Senior Vancouver School Board staffers who booked out a month ago on medical leave are beginning to trickle back now that the board has been fired. It reminded me that while comparisons have been drawn between this move by the provincial government to bump off an elected board with the firing that happened in Vancouver 20 years ago, there is one major difference.

Back then, as a couple of those fired trustees now recall, there was no apparent staff dissatisfaction with the way they were being treated. What we saw this time was a revolt of sorts by a half dozen of the most senior in their ranks going on medical leave. Nor was there any concerted effort then by the organization representing school superintendents, school secretary-treasurers and other school boards across the province weighing in on the provincial government’s side.

While the provincial government-appointed trustee back then produced a report once he was on the job, there was no special advisor appointed by the province while the board was still in place — in this case former deputy minister of finance Peter Milburn — nor was there an extensive audit, as in this case by Ernst and Young.

You can blame all that provincial care and attention this time around on the proximity of an election if you choose. Call it “political” if you must, saying the government was just looking for reasons to justify knocking off the board.

But for starters, do note the evidence that the most recently dumped board had some major gaps in its governance process.  

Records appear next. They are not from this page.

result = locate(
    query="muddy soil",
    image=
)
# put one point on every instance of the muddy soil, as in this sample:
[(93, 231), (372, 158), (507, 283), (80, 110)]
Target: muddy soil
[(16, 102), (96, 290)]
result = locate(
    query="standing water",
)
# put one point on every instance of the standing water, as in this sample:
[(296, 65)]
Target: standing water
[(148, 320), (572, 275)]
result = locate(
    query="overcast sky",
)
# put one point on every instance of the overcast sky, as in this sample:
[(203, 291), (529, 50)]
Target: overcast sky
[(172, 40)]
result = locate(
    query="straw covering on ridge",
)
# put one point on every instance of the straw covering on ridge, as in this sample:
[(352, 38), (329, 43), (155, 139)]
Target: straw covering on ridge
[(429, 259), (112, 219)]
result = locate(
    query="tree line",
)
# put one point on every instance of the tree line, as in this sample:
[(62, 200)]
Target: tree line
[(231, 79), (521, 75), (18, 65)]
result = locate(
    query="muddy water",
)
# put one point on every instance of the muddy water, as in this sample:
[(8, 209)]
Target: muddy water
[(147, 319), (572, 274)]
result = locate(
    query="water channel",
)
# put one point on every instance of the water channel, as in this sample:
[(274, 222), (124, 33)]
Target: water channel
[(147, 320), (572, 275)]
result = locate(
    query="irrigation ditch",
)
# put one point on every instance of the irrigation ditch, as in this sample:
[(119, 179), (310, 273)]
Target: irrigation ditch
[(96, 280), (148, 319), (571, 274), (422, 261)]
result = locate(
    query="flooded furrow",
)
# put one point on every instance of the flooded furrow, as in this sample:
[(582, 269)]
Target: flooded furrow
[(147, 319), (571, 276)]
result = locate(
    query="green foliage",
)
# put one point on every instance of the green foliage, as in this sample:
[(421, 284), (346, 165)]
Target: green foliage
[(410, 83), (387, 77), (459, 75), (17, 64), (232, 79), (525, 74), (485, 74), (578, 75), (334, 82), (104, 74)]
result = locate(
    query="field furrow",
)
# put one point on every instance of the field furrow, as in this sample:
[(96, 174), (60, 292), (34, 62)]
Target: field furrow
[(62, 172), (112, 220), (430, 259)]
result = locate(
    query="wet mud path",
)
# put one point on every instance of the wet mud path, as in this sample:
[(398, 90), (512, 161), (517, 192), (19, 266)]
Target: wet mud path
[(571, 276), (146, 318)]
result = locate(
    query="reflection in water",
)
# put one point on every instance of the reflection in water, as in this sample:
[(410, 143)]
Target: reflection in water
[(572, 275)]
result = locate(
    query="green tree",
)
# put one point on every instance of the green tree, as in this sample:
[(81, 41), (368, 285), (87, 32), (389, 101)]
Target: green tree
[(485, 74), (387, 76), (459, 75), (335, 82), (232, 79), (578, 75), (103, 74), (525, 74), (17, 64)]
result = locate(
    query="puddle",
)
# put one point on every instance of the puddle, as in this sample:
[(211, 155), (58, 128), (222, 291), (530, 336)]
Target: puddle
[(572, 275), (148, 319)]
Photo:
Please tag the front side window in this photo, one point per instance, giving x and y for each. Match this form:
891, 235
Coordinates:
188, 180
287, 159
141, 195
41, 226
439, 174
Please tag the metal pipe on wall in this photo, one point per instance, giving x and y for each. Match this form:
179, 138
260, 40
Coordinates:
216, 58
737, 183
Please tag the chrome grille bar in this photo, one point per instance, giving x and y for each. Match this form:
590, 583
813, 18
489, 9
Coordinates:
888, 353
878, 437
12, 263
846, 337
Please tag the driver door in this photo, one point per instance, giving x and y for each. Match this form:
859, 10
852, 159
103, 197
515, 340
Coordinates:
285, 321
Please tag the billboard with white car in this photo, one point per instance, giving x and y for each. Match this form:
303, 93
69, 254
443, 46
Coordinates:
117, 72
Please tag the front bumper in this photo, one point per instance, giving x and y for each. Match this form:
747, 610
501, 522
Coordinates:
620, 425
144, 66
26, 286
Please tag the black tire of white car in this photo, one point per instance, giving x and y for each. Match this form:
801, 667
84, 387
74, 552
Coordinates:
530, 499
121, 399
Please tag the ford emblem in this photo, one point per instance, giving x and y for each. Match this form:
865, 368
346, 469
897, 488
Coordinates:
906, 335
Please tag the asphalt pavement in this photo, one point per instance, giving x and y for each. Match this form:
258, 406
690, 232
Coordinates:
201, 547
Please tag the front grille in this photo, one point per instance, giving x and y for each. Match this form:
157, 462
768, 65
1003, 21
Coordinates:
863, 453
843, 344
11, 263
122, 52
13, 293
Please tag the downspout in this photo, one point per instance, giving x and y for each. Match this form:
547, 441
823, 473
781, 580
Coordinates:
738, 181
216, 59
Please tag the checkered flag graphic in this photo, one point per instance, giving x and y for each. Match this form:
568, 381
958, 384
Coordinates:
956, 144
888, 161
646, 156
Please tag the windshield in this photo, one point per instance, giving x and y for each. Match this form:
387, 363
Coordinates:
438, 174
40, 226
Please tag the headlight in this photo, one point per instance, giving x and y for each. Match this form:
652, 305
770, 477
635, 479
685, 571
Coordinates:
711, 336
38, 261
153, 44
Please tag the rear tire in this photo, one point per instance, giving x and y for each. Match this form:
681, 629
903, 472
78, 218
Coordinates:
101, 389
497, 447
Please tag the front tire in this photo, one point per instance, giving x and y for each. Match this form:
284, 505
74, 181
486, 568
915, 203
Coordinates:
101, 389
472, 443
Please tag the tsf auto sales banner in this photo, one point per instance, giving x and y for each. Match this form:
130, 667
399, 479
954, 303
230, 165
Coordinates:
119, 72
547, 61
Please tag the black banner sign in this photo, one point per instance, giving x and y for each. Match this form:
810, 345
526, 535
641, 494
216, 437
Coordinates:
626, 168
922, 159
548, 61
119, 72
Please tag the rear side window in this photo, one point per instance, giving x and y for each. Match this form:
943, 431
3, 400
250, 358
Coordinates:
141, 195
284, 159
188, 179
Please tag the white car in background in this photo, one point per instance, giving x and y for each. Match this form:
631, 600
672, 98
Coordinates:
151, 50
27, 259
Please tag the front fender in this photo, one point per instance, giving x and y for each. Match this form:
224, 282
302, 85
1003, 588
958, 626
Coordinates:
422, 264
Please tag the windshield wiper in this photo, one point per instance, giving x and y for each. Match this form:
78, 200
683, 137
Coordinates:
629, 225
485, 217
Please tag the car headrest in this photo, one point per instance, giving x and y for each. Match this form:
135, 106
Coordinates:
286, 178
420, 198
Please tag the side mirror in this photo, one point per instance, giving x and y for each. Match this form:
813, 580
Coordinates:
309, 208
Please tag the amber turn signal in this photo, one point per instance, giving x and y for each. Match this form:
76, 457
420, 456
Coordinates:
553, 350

As Milburn pointed out, regarding the evaluation of their most senior employee, “after a careful study of the past seven years, this review has only been able to obtain one performance review of a Superintendent (2011), which appears to have been a self-evaluation.

“The current Superintendent has not received any performance expectations or reviews in the 18 months he has been on the job, despite the fact that his contract requires a performance review to be completed after one year. It appears the Board does plan to conduct a performance evaluation on the Superintendent in the early part of 2017, which would be almost two years after starting in the role.”

It is a basic truism of governance that what you don’t measure you can’t manage. That goes for the board’s failure to measure its own performance, including its strengths and weaknesses, when it came to the skills required to be effective stewards of the Vancouver school district.

You could say the most recent board had difficulty reaching agreement, split these past two years with four Vision trustees and four NPA trustees and the Green Party trustee, a frequent switch hitter. They were more into beating each other up than helping each other out.

But for the previous six years, Vision held a firm majority with the politically popular Patti Bacchus in the chair.

So there would have been no impediment to implementing those evaluation processes as some other boards, boards that had trustees running on party slates, were able to do.

The majority were, however, more interested in pursuing their role as “advocates,” playing to their supporters and demanding more funding from the province, than they were acting as stewards of the system. Don’t we have among the lowest per-student funding for education of any province in the country, they argued.

The Vancouver School Board over that period of time, however, also failed except once to come up with a strategic plan. And even then, that plan was apparently never held up for assessment against what the organization actually accomplished.

As far as balancing the budget goes, they failed there, too, rejecting suggestions that were ideologically unpalatable to improve revenues and cut expenses.  For three years, expenses outstripped revenues and the board only managed to balance its books by drawing down on previously accumulated surpluses.

It was just a matter of time before they ran out of that extra dough.

While all the other provincial boards managed to govern themselves and their resources in ways that would satisfy their legislated requirement to pass a balanced budget, the majority of Vancouver trustees chose to stall. They chose to make their point as “advocates” while governing in a way that alienated their most senior staff in the process and got themselves fired for good reasons.